L’un des plus grands acteurs de tous les temps traduisait dans ses rôles toutes les souffrances de sa vie.
Cet article est paru dans le magazine Télépro du 25/4/2019
Son fils Miko le dit lui-même : «Mon père était l’archétype de l’homme-enfant.» Avec sa moue boudeuse et son désir éperdu de liberté, Marlon Brando fut en effet un être en perpétuelle rébellion, comme on le (re)verra ce lundi à 22h50 sur Arte, avec son rôle d’ex-boxeur devenu docker dans «Sur les quais». L’inoubliable interprète du«Parrain» tenait sans doute cet esprit frondeur de sa jeunesse malmenée.
Délinquant précoce
«On vivait dans une petite ville, ma mère était toujours saoule», raconta Brando à la fin de sa vie. «Lorsqu’elle fuguait, je devais la chercher, puis, souvent, la faire sortir de prison. Ces souvenirs, même maintenant, me remplissent encore de honte et de colère !».

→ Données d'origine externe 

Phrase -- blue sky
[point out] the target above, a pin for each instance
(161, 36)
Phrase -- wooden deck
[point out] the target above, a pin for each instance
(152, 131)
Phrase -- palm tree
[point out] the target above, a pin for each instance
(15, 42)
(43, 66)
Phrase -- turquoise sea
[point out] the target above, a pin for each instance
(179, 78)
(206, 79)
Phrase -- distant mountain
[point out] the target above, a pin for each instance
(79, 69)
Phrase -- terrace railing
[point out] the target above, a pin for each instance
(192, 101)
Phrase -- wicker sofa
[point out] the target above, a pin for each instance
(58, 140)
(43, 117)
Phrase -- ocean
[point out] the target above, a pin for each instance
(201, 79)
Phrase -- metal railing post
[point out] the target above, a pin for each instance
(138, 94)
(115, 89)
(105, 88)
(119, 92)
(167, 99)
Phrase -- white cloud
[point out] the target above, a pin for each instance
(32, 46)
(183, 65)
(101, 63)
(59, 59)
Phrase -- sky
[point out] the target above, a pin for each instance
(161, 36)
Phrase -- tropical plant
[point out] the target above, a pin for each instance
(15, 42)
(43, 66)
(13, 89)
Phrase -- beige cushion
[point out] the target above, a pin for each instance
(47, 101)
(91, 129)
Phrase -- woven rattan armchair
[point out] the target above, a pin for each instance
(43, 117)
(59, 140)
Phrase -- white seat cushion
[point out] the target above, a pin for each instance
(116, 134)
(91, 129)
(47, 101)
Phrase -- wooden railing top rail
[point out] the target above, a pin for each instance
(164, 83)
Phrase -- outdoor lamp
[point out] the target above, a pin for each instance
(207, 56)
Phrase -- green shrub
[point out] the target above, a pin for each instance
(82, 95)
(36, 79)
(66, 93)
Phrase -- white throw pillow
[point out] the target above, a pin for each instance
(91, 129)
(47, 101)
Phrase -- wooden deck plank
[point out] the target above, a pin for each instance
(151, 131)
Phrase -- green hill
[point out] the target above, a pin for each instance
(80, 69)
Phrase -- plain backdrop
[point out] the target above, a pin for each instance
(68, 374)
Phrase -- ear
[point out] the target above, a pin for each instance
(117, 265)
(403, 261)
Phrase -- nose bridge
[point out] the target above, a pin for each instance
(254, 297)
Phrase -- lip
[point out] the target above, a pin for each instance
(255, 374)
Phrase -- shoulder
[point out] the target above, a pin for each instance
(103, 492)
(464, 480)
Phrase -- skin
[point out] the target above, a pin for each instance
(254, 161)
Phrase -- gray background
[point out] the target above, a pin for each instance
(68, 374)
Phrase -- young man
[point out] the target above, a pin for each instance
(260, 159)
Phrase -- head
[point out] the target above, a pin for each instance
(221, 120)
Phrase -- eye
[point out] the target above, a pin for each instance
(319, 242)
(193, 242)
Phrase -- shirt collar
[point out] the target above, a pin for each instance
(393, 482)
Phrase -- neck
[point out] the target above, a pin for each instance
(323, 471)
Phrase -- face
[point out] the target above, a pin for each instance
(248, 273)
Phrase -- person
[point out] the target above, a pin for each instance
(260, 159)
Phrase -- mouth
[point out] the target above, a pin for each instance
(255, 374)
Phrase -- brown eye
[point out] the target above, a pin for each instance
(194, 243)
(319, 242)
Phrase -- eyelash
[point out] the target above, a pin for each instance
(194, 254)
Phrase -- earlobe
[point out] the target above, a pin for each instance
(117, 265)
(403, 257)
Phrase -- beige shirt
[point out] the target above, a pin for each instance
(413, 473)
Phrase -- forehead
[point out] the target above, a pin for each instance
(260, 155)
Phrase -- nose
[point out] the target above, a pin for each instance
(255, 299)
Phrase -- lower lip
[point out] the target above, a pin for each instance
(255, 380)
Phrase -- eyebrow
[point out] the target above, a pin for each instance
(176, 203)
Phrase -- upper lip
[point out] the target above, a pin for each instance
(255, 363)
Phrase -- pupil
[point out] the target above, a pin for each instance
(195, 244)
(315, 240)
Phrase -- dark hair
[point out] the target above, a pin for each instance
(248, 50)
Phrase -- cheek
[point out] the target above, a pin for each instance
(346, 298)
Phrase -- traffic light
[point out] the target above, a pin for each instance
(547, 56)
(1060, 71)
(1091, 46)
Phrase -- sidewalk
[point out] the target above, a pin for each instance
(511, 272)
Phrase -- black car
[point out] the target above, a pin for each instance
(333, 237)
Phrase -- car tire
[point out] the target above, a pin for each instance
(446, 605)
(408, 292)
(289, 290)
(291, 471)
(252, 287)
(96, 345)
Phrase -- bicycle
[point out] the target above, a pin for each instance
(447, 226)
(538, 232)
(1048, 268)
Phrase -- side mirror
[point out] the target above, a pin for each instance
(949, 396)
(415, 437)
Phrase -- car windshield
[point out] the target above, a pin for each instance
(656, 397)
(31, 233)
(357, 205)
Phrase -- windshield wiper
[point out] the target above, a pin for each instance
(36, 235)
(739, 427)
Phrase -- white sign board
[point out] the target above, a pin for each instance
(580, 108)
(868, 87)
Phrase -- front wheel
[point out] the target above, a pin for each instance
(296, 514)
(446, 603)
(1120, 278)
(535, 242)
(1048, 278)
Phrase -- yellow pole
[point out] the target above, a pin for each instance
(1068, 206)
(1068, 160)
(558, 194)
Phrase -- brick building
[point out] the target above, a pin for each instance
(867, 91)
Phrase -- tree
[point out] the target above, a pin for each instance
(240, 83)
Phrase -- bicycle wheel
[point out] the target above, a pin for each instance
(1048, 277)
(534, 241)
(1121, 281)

Né en 1924 dans le Nebraska, troisième enfant d’un commerçant et d’une actrice à la petite semaine, Marlon Brando Jr. devint vite le parent de ses parents, deux alcooliques violents. Le jeune garçon transbahuta ses traumatismes dans son cartable et, à l’école, défia ses professeurs, mit le feu aux bancs et brisa pas mal de vitres. Il fut renvoyé du lycée pour avoir conduit sa moto dans les couloirs !
Malgré ces difficultés, le délinquant développa un talent pour l’imitation, copiant ses amis, ses instituteurs et même ses animaux. Ce qui amusait ses sœurs aînées, étudiantes en art dramatique. Inscrit par son père dans une académie militaire, Marlon parvint à canaliser son impétuosité grâce à la discipline, mais surtout grâce aux cours de théâtre. Passionné par l’armée mais refusé aux tests d’admission, il décida d’être acteur.
Menteur surdoué
Ces échecs successifs furent finalement des victoires. Si l’Amérique perdit un aspirant soldat, elle gagna un comédien-culte. L’intéressé déclara : «Si je n’avais pas fait du cinéma, j’aurais été un escroc. Un bon escroc, expert en mensonge.» Le talent pour le jeu puissant était déjà là ! Le succès vint aussi grâce au physique de ce débutant dont l’animalité et la virilité marquèrent la pellicule dès son deuxième film, «Un tramway nommé désir» (1951). Incarnant un mari rude mais aimant, Brando séduisit le public dans une inoubliable scène où, en marcel moulant et souillé, il hurlait désespérément le nom de sa bien-aimée.
Se donnant à fond en tout domaine, le héros de «L’Équipée sauvage» goûta sans limites aux adjuvants et aux aventures amoureuses. Son goût pour les excès sembla hélas être héréditaire. Son fils Christian, l’un de ses onze enfants, fut emprisonné pour meurtre. Quant à sa fille chérie, Cheyenne, elle se suicida par pendaison.
Au soir de son existence, le rebelle iconique dut alors affronter ce qu’il détestait le plus : la surmédiatisation. La star amère le souligna : «Les acteurs aiment toute cette attention. Pour moi, avoir des gens qui vous regardent tout le temps revient à être comme un animal dans un zoo.» Et dans une cage.